If a committee of 3 people is to be selected from among 6 married couples such that the committee does not include two people who are married to each other, how many such committees are possible?
(A) 20
(B) 40
(C) 80
(D) 120
(E) 160
Official Solution
Credit: Veritas Prep
We have 6 married couples i.e. we have 12 people. Out of these 12 people, we have to choose 3. If there were no constraints on the choice and we could choose any 3 out of these 12, in how many ways could we do that?
12 people and 3 available positions – We use basic counting principle to arrive at 12*11*10. But, recall that we have arranged the 3 people here. To un-arrange, we divide this by 3! to get 12*11*10/3! arrangements. This is what we discussed last week.
Moving forward, this question has a constraint – no two people married to each other should be selected i.e. at most one of any two married people could be selected. Say, if we select Mr. X, we cannot select Ms. X and vice versa.

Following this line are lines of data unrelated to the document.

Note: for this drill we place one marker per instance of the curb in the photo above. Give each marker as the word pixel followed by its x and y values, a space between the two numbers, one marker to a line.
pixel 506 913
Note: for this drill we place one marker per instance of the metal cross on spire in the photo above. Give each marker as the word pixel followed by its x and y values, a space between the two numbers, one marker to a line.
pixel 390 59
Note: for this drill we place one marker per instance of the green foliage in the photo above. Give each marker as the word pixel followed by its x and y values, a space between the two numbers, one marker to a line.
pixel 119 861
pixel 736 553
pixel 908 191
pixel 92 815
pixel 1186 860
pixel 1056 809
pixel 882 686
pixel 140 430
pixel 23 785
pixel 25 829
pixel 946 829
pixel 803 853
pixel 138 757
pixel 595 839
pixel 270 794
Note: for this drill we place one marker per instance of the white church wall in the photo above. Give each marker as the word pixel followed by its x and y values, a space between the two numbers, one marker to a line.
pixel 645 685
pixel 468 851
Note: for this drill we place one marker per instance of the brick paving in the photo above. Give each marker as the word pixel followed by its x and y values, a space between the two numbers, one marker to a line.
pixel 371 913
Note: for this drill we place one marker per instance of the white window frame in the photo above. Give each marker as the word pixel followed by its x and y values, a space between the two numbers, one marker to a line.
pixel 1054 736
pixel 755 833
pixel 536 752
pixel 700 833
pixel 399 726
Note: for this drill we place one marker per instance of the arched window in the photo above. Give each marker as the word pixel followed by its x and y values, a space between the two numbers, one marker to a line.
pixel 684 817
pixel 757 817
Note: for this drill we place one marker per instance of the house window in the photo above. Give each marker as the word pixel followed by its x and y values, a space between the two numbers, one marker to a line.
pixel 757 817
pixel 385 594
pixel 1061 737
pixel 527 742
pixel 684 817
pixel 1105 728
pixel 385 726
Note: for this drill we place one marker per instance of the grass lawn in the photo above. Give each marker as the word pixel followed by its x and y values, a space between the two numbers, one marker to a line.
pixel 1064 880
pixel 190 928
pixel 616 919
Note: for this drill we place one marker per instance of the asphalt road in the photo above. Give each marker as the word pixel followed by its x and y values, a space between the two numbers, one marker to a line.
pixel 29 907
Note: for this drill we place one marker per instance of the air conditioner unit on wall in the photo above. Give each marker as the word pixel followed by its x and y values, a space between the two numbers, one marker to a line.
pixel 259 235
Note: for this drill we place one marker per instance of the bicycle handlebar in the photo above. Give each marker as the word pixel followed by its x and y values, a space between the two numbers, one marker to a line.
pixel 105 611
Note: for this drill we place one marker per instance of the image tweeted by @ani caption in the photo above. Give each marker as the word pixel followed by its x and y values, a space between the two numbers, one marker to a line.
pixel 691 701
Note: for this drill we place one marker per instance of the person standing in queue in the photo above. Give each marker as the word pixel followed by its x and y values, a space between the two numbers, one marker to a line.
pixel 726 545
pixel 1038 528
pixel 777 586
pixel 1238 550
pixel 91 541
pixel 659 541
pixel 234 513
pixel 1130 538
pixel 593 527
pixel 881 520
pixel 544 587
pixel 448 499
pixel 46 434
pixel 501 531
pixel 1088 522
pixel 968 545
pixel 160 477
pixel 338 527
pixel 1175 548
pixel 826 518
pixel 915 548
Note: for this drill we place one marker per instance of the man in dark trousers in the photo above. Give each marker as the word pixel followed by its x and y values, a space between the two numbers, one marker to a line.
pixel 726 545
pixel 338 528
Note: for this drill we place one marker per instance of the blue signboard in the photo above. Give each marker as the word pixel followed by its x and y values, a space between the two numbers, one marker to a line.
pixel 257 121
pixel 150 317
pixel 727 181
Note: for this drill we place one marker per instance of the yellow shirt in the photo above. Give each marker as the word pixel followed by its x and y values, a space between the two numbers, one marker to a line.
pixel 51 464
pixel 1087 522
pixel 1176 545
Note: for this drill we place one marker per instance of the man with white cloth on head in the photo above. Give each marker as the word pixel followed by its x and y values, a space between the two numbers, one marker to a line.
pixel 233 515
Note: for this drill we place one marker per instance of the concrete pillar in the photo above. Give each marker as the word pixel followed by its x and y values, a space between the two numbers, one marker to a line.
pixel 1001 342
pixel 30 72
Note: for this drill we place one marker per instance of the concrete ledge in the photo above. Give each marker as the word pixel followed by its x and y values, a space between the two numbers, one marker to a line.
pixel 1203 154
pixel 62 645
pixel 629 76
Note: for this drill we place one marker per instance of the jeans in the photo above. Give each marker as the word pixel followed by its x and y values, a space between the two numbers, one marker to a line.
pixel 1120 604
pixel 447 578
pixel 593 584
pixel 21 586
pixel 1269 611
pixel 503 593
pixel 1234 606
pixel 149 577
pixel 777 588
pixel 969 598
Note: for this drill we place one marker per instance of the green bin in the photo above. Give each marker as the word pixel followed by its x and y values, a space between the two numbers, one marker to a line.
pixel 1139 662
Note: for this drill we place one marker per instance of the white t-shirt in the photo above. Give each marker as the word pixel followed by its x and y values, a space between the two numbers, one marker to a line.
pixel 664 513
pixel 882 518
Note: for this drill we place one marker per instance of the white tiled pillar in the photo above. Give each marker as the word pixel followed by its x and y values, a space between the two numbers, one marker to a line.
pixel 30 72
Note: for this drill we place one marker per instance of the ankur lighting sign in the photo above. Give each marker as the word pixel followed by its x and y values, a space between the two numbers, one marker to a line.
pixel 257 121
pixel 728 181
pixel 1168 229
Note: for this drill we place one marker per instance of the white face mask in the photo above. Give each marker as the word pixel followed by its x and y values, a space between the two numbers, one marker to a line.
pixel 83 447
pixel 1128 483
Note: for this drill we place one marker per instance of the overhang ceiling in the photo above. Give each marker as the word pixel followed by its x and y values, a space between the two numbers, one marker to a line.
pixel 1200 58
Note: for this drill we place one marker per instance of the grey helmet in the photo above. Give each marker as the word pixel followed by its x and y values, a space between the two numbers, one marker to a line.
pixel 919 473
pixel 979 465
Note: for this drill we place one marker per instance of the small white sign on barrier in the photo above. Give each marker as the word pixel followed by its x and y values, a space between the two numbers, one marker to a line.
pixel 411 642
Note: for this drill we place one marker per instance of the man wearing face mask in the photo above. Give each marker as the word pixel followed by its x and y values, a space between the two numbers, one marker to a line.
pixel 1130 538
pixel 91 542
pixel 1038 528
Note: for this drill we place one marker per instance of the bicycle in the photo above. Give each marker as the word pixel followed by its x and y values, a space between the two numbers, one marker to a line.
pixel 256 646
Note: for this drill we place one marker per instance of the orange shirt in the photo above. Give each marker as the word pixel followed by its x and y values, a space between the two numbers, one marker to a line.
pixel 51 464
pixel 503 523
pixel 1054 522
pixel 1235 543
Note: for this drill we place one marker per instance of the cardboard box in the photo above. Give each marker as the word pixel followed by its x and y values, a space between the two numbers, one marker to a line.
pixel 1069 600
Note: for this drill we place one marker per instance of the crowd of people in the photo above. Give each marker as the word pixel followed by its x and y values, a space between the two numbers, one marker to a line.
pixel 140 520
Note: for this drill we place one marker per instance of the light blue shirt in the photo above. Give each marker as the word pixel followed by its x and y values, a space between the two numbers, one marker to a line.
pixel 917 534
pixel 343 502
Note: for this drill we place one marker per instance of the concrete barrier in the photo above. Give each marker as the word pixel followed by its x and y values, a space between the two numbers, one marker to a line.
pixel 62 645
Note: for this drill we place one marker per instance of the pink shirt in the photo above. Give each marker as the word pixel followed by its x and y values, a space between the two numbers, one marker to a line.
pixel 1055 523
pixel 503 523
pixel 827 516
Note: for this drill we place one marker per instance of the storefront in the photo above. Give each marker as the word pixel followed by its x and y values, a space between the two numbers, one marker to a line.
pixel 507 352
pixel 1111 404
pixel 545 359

Let’s try to use our basic counting principle and un-arranging method here:
You have 12 people and 3 positions. In the first position, you can put any one of the 12 people. In the second position, you can put any one of 10 people (not 11 because the spouse of the person put in 1st position cannot be put in the second position). In the third position you can put any one of 8 people. (We have already selected 2 people for the previous two places and their spouses cannot be selected for the third position so 4 of the 12 people are out.)
Total number of arrangements = 12*10*8
But mind you, these are arrangements. We just need a group of 3 people. They don’t need to be arranged in the group. So we divide these arrangements by 3! to just ‘select’ the people.
Number of committees possible = 12*10*8/3! = 160
Bunuel Could you please update the original Q with the answer choices? Thanks!